Unemployment at 9.5 percent

The encouragement of entrepreneurship is a novel sentiment in a country where traditional attitudes and strict labor laws have long dominated work culture. With a national unemployment rate of 9.5 percent, venturing out on one’s own to start a business can seem too risky.

But with the success of French unicorns like ride-sharing service BlaBlaCar and network provider Sigfox, attitudes appear to be shifting; 68 percent of French people aged 18 to 25 aspire to run their own business one day, according to a 2015 Ernst & Young survey.

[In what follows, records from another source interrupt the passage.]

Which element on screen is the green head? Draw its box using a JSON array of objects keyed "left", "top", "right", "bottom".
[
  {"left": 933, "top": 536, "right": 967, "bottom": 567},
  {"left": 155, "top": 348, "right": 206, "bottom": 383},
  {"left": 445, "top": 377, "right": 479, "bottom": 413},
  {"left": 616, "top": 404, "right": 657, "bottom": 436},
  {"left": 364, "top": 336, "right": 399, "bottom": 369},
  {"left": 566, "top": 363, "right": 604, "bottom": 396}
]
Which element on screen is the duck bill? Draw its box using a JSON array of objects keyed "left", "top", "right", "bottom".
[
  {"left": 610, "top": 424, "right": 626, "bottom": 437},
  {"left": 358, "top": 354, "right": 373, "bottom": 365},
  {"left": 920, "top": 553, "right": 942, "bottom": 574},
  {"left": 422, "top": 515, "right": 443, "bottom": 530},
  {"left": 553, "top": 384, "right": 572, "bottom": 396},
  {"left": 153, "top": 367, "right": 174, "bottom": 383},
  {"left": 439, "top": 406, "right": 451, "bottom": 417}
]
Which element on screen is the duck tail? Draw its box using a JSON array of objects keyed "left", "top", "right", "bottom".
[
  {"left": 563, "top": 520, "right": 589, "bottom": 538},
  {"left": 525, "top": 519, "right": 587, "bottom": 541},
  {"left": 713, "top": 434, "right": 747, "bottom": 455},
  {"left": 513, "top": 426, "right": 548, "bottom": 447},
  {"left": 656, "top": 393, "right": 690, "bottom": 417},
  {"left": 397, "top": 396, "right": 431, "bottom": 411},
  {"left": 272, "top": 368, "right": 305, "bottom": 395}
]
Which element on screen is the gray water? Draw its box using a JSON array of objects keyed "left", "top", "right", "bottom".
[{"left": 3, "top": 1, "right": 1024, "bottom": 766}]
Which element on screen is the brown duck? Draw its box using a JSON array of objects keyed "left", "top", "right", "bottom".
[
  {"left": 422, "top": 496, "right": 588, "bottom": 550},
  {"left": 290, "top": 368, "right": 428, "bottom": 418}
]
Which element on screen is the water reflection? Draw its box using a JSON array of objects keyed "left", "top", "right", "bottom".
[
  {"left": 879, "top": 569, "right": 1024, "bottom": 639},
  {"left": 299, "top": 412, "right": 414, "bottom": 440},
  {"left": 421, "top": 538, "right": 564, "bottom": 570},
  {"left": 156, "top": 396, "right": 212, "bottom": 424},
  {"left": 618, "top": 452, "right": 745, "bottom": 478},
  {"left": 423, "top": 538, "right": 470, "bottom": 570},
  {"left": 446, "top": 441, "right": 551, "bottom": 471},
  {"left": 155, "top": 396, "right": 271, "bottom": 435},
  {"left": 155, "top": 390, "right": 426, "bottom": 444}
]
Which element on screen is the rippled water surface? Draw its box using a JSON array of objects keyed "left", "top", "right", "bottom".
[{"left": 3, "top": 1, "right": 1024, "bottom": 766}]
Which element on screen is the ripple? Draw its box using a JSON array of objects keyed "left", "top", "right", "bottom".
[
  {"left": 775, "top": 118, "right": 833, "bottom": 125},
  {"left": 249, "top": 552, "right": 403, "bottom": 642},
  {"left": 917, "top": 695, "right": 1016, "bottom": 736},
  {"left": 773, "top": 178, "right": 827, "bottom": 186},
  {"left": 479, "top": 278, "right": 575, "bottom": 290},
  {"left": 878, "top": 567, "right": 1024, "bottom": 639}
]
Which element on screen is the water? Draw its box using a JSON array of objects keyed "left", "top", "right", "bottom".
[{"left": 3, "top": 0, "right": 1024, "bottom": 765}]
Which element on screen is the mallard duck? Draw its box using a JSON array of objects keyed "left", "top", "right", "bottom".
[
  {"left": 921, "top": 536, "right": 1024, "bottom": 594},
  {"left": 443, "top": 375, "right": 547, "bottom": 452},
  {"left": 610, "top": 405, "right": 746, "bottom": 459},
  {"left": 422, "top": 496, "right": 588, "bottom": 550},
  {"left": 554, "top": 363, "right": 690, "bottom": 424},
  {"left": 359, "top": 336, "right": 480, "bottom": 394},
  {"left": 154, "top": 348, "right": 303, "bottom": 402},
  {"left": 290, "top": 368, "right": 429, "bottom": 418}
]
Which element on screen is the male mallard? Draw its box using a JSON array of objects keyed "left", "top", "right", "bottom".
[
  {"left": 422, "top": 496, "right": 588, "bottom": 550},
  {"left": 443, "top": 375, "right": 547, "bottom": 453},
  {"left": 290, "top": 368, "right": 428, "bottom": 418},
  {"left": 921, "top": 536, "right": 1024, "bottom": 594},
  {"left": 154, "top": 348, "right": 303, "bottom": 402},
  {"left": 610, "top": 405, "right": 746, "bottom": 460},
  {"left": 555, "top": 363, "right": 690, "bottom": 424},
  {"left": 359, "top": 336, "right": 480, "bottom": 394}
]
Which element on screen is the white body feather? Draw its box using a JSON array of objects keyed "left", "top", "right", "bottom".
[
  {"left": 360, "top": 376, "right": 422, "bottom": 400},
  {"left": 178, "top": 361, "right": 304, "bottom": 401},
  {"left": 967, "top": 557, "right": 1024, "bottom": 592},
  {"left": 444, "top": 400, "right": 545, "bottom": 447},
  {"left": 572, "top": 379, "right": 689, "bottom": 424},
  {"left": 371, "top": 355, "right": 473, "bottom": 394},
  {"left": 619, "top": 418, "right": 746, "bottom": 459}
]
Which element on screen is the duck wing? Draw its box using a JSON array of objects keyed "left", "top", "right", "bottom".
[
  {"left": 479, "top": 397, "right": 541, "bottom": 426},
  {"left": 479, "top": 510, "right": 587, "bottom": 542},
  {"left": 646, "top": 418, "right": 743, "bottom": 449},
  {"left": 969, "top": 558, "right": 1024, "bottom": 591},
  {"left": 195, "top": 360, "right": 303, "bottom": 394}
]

“I think the ecosystem, the government, have done a very good job to do some marketing about entrepreneurship and I think it’s very important because when we compare our situation to the U.S., in the U.S. there is a lot of storytelling, everyone is super enthusiast[ic] and it brings a momentum that is super beneficial,” said François Wyss, co-founder of French startup DataBerries.

Funding available

Wyss and his co-founders recently secured $16 million in their first round of funding for his digital marketing startup.

“There is a lot of funding now in France, so it’s great. We have the chance to have world-class engineers, which are far cheaper than in the U.S. So a lot of companies are developing their core product and R&D in France before exporting it overseas,” said Wyss.

“French tech is all about having roots in France and having a vision for the world,” said Mahjoubi. “The French tech startup scene is an international startup scene.”